Há também um momento em que Fernando Nobre partilha a sua experiência pessoal, ele que chegou a ficar infetado com o novo coronavírus e adoeceu, ao ponto de precisar de tratamento hospitalar. Esteve internado e recuperou de uma hipoxia (falta de oxigénio no sangue) de 70%. “E mandam-me para casa com um tratamento com paracetamol! Eu disse para esse meu colega: vai-me desculpar, mas o senhor nem para meu assistente tem qualidade, porque isso não se trata com paracetamol, ou doliprane, ou ben-u-ron. Não! Isso trata-se como eu me tratei, tratei a minha mulher, tratei a minha filha — com azitromicina, hidroxicloroquina, ivermectina…”.

Fact Check. Azitromicina e Ivermectina “matam” o SARS-CoV2?

Problema: essa informação, apesar de propagada, entre outros, por alguns líderes de países como o Brasil (Jair Bolsonaro) e os EUA (Donald Trump), é falsa.

Relativamente à azitromicina, um antibiótico usado para doenças infecciosas como bronquite, pneumonia ou otite, “não demonstrou papel relevante no contexto da terapêutica para a Covid-19 não tendo reduzido o risco de morte nem provado efeito em qualquer outro resultado clínico relevante para este vírus”. Esta garantia foi dada ao Observador pelo Infarmed, a Autoridade Nacional do Medicamento e Produtos de Saúde.
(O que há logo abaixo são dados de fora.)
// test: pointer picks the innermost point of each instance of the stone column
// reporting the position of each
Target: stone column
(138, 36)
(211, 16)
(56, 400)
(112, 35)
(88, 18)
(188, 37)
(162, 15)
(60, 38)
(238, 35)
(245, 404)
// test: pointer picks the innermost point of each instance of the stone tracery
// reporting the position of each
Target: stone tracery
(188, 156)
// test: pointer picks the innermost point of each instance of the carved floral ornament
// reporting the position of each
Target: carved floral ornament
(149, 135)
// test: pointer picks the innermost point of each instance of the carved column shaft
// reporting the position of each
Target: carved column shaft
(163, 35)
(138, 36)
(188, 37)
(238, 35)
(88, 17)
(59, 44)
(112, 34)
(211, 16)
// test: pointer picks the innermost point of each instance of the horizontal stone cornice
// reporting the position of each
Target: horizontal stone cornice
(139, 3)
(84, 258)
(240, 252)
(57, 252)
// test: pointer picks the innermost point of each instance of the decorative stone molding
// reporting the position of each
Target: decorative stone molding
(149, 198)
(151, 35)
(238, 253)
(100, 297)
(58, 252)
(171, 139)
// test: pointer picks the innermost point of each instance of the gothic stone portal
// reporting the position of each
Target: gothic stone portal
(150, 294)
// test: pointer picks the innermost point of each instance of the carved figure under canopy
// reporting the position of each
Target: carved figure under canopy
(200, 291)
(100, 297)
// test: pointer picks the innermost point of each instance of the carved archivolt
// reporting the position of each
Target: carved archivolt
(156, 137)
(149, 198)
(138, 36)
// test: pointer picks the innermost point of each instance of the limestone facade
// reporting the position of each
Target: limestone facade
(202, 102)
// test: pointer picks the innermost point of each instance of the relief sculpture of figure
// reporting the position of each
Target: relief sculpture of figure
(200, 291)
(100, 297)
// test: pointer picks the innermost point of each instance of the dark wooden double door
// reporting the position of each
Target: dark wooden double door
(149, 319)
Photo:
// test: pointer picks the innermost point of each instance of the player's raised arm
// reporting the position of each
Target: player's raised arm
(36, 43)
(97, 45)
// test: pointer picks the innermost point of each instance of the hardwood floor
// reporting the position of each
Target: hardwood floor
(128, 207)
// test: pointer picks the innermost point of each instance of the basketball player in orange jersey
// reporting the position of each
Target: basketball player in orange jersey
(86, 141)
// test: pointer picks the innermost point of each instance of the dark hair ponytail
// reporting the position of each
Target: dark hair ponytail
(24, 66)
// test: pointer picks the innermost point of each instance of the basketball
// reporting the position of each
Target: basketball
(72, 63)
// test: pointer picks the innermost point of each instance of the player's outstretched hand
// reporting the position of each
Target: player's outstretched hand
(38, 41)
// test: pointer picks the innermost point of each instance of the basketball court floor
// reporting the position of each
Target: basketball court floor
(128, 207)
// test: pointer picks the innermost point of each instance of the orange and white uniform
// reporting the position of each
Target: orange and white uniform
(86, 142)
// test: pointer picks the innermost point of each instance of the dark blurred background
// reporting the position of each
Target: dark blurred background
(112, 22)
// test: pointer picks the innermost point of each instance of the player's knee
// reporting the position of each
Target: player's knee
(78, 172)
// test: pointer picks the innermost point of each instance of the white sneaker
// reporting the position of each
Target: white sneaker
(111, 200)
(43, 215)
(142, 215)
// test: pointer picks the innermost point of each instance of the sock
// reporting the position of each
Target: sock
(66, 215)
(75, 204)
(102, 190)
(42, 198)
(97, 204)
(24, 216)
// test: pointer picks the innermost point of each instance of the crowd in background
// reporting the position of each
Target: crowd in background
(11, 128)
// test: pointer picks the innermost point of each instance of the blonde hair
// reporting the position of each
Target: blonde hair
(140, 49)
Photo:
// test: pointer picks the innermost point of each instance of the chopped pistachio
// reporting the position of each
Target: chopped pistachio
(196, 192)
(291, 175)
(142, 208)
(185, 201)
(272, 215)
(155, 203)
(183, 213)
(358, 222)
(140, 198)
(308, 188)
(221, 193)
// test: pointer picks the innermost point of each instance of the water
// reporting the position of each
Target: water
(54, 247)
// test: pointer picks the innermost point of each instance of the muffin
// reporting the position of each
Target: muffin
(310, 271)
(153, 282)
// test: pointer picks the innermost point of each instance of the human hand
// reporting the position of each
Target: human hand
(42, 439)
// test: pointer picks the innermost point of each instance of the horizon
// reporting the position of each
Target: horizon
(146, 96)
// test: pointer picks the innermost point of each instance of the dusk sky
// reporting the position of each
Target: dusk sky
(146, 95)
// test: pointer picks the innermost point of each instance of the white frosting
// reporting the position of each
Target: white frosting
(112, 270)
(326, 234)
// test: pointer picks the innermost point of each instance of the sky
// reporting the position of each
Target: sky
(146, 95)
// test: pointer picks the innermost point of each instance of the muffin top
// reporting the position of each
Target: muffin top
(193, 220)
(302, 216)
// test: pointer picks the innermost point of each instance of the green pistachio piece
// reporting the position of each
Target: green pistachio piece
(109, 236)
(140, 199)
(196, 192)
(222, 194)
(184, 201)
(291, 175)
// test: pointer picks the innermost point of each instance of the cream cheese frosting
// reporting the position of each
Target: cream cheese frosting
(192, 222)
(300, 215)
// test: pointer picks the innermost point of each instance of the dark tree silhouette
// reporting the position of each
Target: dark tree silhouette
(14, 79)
Sobre a ivermectina, a posição do Infarmed era a de que “não se podem retirar conclusões sobre a eficácia e segurança deste medicamento no tratamento da Covid-19, devendo aguardar-se resultados de ensaios clínicos realizados de forma robusta, devidamente desenhados e realizados para determinar com base em evidência técnico-científica, o papel desta substância ativa no tratamento da infecção”. Isto foi em janeiro de 2021. Em julho, a Agência Nacional de Vigilância Sanitária do Brasil sublinhava que “não existem estudos conclusivos que comprovem o uso desse medicamento para o tratamento da Covid-19, bem como não existem estudos que refutem esse uso”.